There were vehicles on both sides of the highway with their hazard lights on at the accident scene and motorists honking and waving their arms to alert first responders to Kocher lying on the road.
De Costa contended the highway section where the accident occurred has no streetlights, which hampered Magayanes’ ability to see Kocher. He added there were no lights pointing toward Kocher and that Magayanes did not have enough time to avoid Kocher once he finally saw him.
Accident reconstruction engineer Rajeev Kelkar of InSciTech, a California-based engineering consulting firm, had testified the fatal accident still would have occurred had Magayanes traveled below the 50 mph speed limit.
De Costa also said the scene of the accident was nearly a mile closer than police and firefighters expected as they thought they had almost a mile more to go before reaching the location.

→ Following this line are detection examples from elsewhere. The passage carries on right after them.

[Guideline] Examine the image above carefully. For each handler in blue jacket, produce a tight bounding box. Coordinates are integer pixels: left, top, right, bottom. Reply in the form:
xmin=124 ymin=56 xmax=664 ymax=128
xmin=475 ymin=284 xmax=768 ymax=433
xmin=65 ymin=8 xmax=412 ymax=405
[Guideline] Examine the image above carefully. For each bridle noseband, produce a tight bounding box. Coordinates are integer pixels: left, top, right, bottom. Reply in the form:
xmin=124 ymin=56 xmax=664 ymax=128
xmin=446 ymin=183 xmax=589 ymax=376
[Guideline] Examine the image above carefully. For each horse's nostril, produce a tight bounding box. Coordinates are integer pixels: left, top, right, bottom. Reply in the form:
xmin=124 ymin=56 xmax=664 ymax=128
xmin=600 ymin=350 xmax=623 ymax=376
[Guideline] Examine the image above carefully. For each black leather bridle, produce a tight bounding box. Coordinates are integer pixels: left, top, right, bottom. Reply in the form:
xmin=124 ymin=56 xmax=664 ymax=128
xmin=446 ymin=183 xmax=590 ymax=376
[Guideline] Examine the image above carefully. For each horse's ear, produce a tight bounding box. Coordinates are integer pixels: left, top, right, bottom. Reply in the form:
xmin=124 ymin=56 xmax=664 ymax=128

In response to the verdict, Kauai Police Chief Darryl Perry said it “was in truth an accident,” and that Magayanes did not drive negligently.
Perry added that Kocher’s death “continues to rest heavily in our hearts, and we acknowledge the deep sense of loss by the Kocher ohana. No words regarding this tragic event can ever take away their grief.”
With his acquittal, Magayanes is expected to return to patrol duty, Kauai police spokeswoman Sarah Blane said. He was assigned to administrative duties during the investigation and trial.